Microsoft had the option of publicly arguing that Mozilla Firefox, Opera, and the other major Web browsers in the Windows mart were noncommercial, at least outside the enterprise space if not entirely, and were therefore not officially market. That argument may actually hit carried with it some legal precedent, and the consort may conceivably hit even won -- after a costly effort marked by a rattling likely gathering of public sentiment around the underdogs in the fight.
To say that we in the technology press would not hit relished every moment of such a fight is to ignore the essence of who and what it is we are. Most every earnest technology issue of the past quarter-century has been earmarked by the telltale abbreviation vs. or, when matters invoke worse, just.
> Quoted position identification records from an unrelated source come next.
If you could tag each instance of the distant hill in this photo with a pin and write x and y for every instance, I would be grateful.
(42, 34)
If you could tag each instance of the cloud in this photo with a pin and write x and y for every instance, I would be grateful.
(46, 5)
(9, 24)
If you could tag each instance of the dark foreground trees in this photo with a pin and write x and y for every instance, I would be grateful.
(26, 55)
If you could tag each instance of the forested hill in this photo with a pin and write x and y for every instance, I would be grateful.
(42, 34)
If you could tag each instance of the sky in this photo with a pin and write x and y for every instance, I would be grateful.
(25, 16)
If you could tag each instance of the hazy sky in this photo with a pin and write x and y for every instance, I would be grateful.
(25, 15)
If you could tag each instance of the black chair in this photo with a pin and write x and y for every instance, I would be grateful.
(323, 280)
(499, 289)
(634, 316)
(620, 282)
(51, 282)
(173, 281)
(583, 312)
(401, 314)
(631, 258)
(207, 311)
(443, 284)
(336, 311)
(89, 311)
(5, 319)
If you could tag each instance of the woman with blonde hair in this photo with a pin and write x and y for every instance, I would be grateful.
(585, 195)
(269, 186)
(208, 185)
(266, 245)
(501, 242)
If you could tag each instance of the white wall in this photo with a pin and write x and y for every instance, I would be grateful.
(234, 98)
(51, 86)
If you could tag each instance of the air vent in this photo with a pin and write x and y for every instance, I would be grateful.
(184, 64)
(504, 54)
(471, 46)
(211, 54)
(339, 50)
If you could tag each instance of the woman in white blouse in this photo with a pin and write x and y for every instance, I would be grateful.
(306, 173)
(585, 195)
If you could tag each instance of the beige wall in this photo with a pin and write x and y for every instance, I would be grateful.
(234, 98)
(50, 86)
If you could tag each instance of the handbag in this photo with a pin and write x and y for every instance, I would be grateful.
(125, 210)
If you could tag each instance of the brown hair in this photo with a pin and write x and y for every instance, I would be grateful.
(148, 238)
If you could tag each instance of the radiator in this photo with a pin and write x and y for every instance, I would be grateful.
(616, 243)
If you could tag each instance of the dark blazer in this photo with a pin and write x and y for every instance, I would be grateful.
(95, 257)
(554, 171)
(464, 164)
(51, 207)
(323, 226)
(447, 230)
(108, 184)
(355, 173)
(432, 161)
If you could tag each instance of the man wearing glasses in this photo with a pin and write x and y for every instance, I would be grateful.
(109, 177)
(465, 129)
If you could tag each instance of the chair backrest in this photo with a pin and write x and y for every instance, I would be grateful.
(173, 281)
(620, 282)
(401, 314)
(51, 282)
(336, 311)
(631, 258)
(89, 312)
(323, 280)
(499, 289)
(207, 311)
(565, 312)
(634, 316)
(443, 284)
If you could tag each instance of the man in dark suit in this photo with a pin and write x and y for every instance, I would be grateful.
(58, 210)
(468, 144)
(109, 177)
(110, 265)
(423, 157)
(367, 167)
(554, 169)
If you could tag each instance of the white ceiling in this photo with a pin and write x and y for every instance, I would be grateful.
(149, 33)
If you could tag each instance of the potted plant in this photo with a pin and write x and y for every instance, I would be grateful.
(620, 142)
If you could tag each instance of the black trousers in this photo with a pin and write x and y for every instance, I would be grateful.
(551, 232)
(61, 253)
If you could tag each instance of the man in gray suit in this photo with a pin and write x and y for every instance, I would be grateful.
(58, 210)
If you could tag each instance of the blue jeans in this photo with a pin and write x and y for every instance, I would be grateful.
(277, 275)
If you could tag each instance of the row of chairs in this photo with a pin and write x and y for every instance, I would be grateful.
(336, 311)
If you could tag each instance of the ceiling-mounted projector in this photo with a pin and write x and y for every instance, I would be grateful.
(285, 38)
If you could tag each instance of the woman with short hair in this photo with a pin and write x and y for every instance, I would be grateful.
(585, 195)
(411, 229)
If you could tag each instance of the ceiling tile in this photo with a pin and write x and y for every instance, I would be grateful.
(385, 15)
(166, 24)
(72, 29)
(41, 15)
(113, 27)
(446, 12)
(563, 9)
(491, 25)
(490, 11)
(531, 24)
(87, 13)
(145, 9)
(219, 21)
By the end of 2009, Microsoft would settle the issue of application bundling with the European Commission using a strategy whose roots may lie in the era of the Plamondon preso: It complied, and prefabricated every effort to present itself as selection to make restitution.
As a result, Microsoft lost the knowledge to bundle IE8 with Windows 7 in Europe, and is being compelled to give every European Windows users the option to install competitive browsers. What else did Microsoft lose? Not rattling much. It certainly did not lose face.
What was gained? Look at the dramatic change in public sentiment, which began the day that the EC spoken skepticism over Microsoft's intentions. Was complying some sort of evil plot to mask a secret desire not to comply? As Betanews reader kashin wrote at the time, This whole EU collapse is turning into a case of, if a consort is too successful, we must find fault, penalise it, and treat it as a cash cow by dignified various fines, every the while pretending we're doing it for the benefit of the public.
Then on the day the Commission and Microsoft reached a compromise on the contents of the application Choice Screen presented to European Windows users, in declaring victory, outgoing Commissioner for Competition Neelie Kroes invoked an analogy that may after come back to haunt her successors: If multiple bottles of shampoo are available in a market, she told an audience, a supermarket should carry each one: What we are saying today is that every the brands should be on the shelf.
That provoked this response from Betanews reader dkratter: This is just proof that the EC is not fascinated in increasing competition or protecting the consumer, only in lessening Microsoft's share of the application market. If the EC were actually fascinated in increasing competition, it would require every OS manufacturers to hit the same application choice screen ... Typical EC nonsense.